We all feel bored, we all want to be doing something else or be somewhere else at some point. But there’s always going to be an unavoidable situation where we’re going to be bored.

To earn some money I recently worked at my father’s work where he designs roof tiles, after assuring me his office wasn’t that boring and that they often shared childish jokes and pulled pranks on each other to pass the time in between working, it was the most boring four days of my life (it would have been five, but I looked so bored they gave me the Friday off). But apart from the almost solid silence, the thing that most shocked me, was the fact that everyone there didn’t enjoy their job and didn’t want to be there. Every single one of them hated it, and I couldn’t begin to get my head around the fact that they all hated it, but they all stayed. Of course it is easy for me to sit here and say that they should find a job they enjoy rather than spending eight hours a day bored out their minds considering I don’t know their personal situations and the current economic climate, this is not a matter for me to really try to fix as a whole manner of things may be preventing them from branching out that I couldn’t even begin to think of.

So, instead of writing a whole blog on dropping everything you know and taking a risk, I am trying to find a way of amusing yourself, even if you do not love the place you’re in.

So you’ve just got a promotion, but you don’t like your workplace, perhaps instead of focusing on the fact you are just higher up and more committed to something you do not feel that strongly for, wander about who previously sat in your chair, used you equipment; what were they like? What motivated them? What life did they lead? Even if you did know the person that previously occupied this space, how about wandering about the things you didn’t know? Or the person that came before them? Obviously don’t let this distract you from your actual work, but this can while away many long moments. Who knows what exciting characters can come from your imagination? If you do not find imagining up people comes easily or is comfortable, try thinking like Sherlock Holmes. He can deduce your life from what you are wearing, try doing this yourself on other people (obviously don’t be repeatedly caught staring at co-workers), look at what their wearing, are their shoes polished, or are they a bit worn? Is their hair slicked into place or all over the place. Just from this you can begin to tell what kind of day people are having, raise awareness of other people’s feelings and fight boredom. This can work anywhere, even in public. Next time your on the bus, look at you fellow passengers and try to deduce the facts about their lives from their clothes and features, frown lines, bags under the eyes or a bright spark in their eyes.

To really fight the boredom, the best thing would be to strike up strong friendships with those around you, who knows what exciting people hide behind those suits or uniforms? A passing joke as you walk to the photocopier can really make your day and theirs a lot more bearable. If you do a job where you don’t often encounter other people, perhaps speculate about the people who have passed through your place of work, or about the lorry man who just drove past the window.

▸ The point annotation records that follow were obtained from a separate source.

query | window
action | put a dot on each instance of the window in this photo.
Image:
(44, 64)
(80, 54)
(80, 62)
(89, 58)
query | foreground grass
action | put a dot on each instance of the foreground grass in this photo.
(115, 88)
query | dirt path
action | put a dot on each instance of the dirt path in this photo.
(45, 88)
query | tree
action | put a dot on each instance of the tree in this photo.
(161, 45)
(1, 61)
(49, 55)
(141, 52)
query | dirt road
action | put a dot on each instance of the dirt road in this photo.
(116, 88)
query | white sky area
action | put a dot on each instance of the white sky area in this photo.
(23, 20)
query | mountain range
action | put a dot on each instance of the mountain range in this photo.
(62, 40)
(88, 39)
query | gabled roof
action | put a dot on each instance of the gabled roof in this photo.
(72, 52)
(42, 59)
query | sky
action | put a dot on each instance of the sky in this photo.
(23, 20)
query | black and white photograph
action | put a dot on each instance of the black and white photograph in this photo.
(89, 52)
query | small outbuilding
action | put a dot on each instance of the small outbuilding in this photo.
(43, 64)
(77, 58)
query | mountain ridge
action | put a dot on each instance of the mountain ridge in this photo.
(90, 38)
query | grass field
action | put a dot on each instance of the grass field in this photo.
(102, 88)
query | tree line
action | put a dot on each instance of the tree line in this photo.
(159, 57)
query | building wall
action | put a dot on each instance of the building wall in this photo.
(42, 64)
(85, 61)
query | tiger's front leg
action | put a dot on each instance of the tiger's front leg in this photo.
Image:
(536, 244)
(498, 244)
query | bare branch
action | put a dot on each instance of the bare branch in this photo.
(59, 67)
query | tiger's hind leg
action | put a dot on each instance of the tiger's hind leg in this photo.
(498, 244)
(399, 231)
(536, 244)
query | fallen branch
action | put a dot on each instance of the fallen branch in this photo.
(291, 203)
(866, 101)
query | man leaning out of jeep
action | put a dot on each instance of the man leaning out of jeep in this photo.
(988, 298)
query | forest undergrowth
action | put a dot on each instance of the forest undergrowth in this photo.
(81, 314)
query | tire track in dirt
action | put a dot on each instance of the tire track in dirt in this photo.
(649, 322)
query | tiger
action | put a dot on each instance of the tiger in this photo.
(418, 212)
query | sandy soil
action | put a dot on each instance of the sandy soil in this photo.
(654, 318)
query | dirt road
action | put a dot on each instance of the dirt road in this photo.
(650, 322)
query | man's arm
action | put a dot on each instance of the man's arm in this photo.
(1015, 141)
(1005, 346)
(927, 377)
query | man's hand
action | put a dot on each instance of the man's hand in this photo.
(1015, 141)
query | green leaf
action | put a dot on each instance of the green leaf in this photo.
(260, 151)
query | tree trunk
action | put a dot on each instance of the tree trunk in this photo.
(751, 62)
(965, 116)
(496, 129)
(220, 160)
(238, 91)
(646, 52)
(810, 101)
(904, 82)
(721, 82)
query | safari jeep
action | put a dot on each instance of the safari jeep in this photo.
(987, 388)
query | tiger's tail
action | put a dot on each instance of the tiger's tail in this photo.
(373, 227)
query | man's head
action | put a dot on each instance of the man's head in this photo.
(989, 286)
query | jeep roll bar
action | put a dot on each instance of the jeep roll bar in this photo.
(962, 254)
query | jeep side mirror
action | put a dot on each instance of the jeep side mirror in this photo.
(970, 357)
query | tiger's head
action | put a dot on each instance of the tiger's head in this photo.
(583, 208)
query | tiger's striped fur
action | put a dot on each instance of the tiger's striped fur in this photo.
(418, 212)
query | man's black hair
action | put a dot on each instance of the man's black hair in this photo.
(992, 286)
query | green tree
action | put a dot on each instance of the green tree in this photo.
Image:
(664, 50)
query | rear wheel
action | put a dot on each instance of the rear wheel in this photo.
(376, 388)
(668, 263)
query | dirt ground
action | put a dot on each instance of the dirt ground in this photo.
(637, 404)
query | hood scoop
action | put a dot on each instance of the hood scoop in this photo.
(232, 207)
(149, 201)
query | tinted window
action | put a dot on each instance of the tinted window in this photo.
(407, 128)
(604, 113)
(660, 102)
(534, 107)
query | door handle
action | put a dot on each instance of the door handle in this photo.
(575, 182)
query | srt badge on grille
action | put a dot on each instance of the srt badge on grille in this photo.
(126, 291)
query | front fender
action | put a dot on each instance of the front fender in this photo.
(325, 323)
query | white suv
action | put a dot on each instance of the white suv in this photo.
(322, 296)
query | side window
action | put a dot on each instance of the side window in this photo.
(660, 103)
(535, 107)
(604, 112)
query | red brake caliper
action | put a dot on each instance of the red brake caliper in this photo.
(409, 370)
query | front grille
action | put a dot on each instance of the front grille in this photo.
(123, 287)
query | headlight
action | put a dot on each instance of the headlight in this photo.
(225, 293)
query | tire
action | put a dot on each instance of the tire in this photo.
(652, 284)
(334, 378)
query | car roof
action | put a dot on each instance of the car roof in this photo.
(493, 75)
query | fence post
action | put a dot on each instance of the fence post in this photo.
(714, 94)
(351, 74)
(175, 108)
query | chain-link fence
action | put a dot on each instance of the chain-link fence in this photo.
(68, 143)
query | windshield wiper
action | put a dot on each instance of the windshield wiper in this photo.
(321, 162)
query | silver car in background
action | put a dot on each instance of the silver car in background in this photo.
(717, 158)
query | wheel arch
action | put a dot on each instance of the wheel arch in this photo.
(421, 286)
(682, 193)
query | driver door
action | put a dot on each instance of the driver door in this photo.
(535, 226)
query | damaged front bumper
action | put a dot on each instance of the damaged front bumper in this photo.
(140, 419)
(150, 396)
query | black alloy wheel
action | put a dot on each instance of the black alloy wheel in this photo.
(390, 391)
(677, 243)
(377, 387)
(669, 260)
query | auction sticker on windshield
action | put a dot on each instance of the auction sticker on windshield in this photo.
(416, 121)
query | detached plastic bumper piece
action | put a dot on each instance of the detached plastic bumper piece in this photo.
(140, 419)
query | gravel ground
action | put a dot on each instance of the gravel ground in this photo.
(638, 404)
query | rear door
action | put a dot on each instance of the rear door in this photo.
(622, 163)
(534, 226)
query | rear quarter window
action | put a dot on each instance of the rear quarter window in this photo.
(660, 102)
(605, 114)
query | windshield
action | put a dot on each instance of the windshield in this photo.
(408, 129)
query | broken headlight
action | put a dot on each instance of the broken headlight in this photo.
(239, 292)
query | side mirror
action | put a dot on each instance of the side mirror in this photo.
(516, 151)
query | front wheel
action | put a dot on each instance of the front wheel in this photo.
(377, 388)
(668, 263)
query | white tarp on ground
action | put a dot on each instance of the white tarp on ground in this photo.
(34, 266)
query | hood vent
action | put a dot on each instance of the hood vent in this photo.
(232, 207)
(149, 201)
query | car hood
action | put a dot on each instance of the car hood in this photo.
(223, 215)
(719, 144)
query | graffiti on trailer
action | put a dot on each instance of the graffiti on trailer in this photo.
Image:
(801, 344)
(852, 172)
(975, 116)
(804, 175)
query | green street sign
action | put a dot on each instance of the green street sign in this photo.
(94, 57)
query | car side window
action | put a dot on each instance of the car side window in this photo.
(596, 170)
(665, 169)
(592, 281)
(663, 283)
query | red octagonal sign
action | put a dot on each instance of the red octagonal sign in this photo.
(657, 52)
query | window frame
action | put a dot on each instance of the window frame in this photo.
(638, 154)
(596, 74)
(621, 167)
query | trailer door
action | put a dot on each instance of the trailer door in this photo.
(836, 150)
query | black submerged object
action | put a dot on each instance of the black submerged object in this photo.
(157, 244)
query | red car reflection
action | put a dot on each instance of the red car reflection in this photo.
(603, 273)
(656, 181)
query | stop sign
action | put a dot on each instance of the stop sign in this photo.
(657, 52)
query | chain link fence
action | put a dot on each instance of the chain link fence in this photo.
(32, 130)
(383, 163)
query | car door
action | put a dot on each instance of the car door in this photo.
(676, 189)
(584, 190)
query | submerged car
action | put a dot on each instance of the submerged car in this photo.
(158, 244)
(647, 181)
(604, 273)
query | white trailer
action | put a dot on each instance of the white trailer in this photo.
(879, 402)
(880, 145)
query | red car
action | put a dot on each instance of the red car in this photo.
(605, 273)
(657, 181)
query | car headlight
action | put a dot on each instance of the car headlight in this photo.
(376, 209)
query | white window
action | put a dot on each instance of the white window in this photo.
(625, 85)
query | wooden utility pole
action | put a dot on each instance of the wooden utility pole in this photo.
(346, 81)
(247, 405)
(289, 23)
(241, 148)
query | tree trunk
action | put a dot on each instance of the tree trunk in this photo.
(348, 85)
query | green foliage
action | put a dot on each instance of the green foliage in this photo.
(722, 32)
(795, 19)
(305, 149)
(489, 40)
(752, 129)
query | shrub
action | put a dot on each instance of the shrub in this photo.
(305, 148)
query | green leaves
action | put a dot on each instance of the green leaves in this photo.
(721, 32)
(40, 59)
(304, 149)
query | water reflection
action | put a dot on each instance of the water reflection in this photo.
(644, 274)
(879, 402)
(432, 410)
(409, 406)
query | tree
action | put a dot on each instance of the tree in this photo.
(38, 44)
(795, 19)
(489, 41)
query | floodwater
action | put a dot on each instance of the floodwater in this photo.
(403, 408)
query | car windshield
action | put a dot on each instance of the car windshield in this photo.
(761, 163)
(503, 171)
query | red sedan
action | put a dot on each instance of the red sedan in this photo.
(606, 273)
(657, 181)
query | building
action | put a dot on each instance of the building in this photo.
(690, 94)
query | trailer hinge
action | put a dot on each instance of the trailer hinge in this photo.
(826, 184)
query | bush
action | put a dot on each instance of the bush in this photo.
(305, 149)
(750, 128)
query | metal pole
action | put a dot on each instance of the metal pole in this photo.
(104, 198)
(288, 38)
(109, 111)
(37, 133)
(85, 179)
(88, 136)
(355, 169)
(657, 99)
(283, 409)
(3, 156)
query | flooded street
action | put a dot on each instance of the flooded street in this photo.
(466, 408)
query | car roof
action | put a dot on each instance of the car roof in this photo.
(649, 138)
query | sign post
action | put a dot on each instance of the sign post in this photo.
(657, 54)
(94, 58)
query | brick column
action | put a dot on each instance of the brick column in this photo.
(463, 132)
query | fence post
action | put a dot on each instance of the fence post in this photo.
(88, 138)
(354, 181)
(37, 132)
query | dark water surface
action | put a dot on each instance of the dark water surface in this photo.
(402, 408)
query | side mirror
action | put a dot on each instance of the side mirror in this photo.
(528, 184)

The basic point of this is to help you to find a way of countering the thick weight of boredom, boredom is not something to be endured, it should be fought as we all deserve to be engaged and challenged, as Sally Brampton says in her bookShoot the Damn Dog;

Imagine you are driving a car, and that you are heading straight for a brick wall. If you stay in habitual or rigid thinking (the sort of thinking that says, ‘this is the way I always do things’) and do not change the direction in which you are headed, you will drive your car into the brick wall.

Now imagine that you are driving that same car towards that same brick wall. Now use positive thinking to imagine that the wall is, in fact, a tunnel. It is not, of course, you simply hope or wish that it is a tunnel but it is the sane old, intractable brick. You still drive your car into the wall.

You are in the same car, facing the same wall except that you use creative or constructive thinking. You see the wall as an obstacle set dead ahead and see that it is solid and immovable. You use your thinking to change direction and drive you car around it.

At first I did not understand this, but after a while it began to make sense. If we can see a problem coming (in this instance it represented depression, but for this purpose can be boredom or any other thing that provides a rigid obstacle) but do not try to change, we will encounter it. If we see it coming and just imagine a way round it, but do not make a way, we still hit it. But if we see it, and act against it to prevent it, we can actively avoid it.

Boredom is a state of mind, it can be changed as we wish, it’s not just a factor of life, it is avoidable and can be changed.